The pews of the Cathedral of the Immaculate Conception in Portland were full as those preparing to enter the Catholic Church, as well as their godparents, sponsors, and parishioners joined together for the celebration of the Rite of Election and Call to Continuing Conversion on Sunday, March 5.

“Our gathering is an especially important sign of God’s mercy active in our midst, drawing so many men, women, and children close to himself. May this day be an occasion of grace for all of us,” Bishop Robert Deeley said.

During the Rite of Election, parishes present catechumens, those who have not been baptized in any Christian faith, to the bishop and the congregation.  Upon confirming their desire and readiness to become Catholic, the bishop enters them into what is known as the Order of the Elect.

Also recognized during the rite are those already baptized as Christians but who have not yet entered fully into the Church through confirmation and first Communion. Referred to as candidates, they also publically express their readiness and are then called to ongoing conversion, as they prepare to share fully in the Church’s sacraments.

“The Church recognizes your desire to be sealed with the gift of the Holy Spirit and to have a place at Christ’s Eucharistic table. Join with us this Lent in a spirit of repentance,” Bishop Deeley told them.

In addition to the Cathedral, the bishop also presided over the Rite of Election and Call to Continuing Conversion at Holy Rosary Church in Caribou and Notre Dame Church in Waterville on the weekend of March 4 & 5.  A total of more than 110 catechumens and candidates participated, with most attending the ceremony at the Cathedral.
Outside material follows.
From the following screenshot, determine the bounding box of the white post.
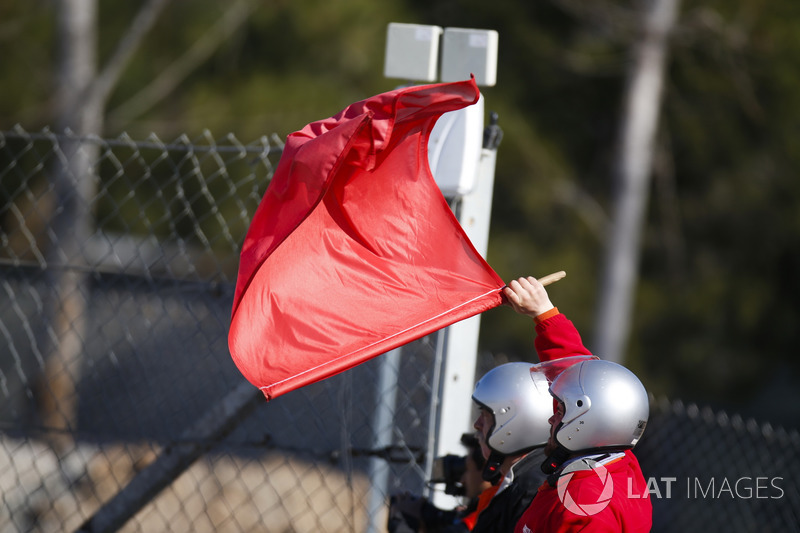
[426,113,497,508]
They included Jonathan Childs of All Saints Parish, Brunswick.  Childs said after the death of his mother, he went looking for God, and decided to attend Midnight Mass at Christmas in 2015.  While there, Father Frank Murray, pastor at the time, let everyone know there were free copies of Matthew Kelly’s book, Rediscovering Jesus available.

“It was like a moment of the Holy Spirit,” Childs said. “All of a sudden, somebody is bringing up for people to bring themselves on a faith journey. So, that’s where I really started opening up to it, and that’s when I started to go to Mass weekly. Afterwards, I felt really good about it, and I thought, ‘This is what I want to do.’"
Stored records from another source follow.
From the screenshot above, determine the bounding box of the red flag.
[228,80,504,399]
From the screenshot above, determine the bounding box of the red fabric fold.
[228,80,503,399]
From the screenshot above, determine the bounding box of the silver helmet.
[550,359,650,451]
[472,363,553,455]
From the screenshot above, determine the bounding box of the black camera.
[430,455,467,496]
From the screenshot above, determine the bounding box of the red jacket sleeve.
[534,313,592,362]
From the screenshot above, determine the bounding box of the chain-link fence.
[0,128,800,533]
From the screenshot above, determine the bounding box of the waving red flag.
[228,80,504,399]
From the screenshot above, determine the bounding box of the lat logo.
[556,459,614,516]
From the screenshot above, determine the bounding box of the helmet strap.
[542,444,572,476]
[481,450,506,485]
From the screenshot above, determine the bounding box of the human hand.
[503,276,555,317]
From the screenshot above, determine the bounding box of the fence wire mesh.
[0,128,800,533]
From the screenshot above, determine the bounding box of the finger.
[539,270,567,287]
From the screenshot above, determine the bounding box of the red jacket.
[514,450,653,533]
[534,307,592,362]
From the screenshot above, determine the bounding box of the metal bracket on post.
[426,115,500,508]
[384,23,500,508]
Tyler McGrath, age 15 of Saint Thérèse of Lisieux Parish in Sanford, said his older brother received the initiation sacraments last year, and it was seeing the difference the Church made for his brother that led Tyler down the same path. He said it has helped him deal with some anger management issues he was starting to develop.

“When I joined, I started to calm down a little bit, and then I met friends like Jake and Josh (Guillemette). Then, they started to make me happy, so I started to move away from the bad people.  I noticed how good I was doing in life, so now I’m becoming Catholic because of it,” he said.

Ashley Tellier from Parish of the Holy Eucharist in Falmouth also credited friends with leading her to the Church. Tellier said friends invited her and her husband, Brian, who is Catholic, to attend Mass with them and to consider joining the choir.

“They didn’t know if it would be something I was interested in, but they said, ‘Hey, we know you guys aren’t really going to church all that often, but we are looking for people to join our choir. Would you be interested?’”

Although unsure, she and her husband accepted their invitation. For a few weeks, she sat in the pew, taking things in, but then she said she decided she would start singing.

“I enjoyed doing it, so I figured I would go and help them out. And then, I just never stopped going. I really enjoyed it.  I find the community to be very welcoming. Over time, it felt like a place that I wanted to be, and then, once I got used to the practices, going through the same routine every Mass, I found that I was reflecting more, and I was kind of finding my way through the beginning of joining the faith,” Tellier said.

Havah Kewley, of Holy Spirit Parish in Wells, credits her husband with introducing her to the Church.

“Ever since I’ve met him, we started coming. He’s brought me more than a few times for a couple years, so that’s kind of where the journey started,” she said. “We had a baby, and she’s getting baptized, so it brought up my interest into being an official part of the Church.”

Sarah Wardwell from Prince of Peace Parish in Lewiston said her engagement to a man who is Catholic led her to explore the faith.

“I was raised Baptist. My dad is a Baptist minister, but I decided that I appreciated the fullness of the faith in the Catholic Church, so I wanted to pursue RCIA,” she said.

Those preparing to enter the Church participate in the Rite of Christian Initiation of Adults (RCIA), a period of self-examination and learning that leads up to the Rite of Election and reception of the initiation sacraments. The catechumens and candidates say through RCIA, they have been able to understand the faith better and also draw closer to their church communities.

“Through the Rite of Christian Initiation, I’ve been able to ask more of the prodding questions that I’ve wanted to have answers to.  Not all of them can be answered, because it is definitely a self-discovery journey, but I’ve definitely enjoyed the community,” said Tellier.

“My bachelor’s degree is in philosophy, and we just talk about philosophical ideas, and it’s just so wonderful because I haven’t been able to talk about relativism and all these things that are important to me,” said Melina Banks, of All Saints Parish, Brunswick.  “As a Catholic, you can go as deep as you want, which is just the most exciting thing.”

 “I feel like I’m learning a lot, and it’s been really exciting just to get to know the richness of Catholicism,” said Jency Liddell from the Portland Peninsula & Island Parishes. “It is truly fascinating.”

The catechumens and candidates will now spend the season of Lent preparing for the celebration of Easter and their entry into the full communion of the Church through baptism and the initiation sacraments.

“Lent is the time of year when we look at ourselves and our lives, seek forgiveness, and prepare ourselves to renew the commitment of baptism at Easter.  The three words of Lent are prayer, fasting and almsgiving.  They give the direction to our lives.  They are connected to each other,” the bishop said.  “As the days of Lent are, for those who are enrolled among the elect and candidates today, a time of further preparation and more intense reflection on the mystery of God’s call to them, so, too, is it for those who are already baptized a time to look anew at our own relationship with Jesus.”

At the conclusion of the Rite of Election, the bishop invited the candidates and catechumens to join him for another celebration in June.  The neophyte Mass, a Mass of thanksgiving for new Catholics, will be held on June 11, at 10 a.m., at the Cathedral.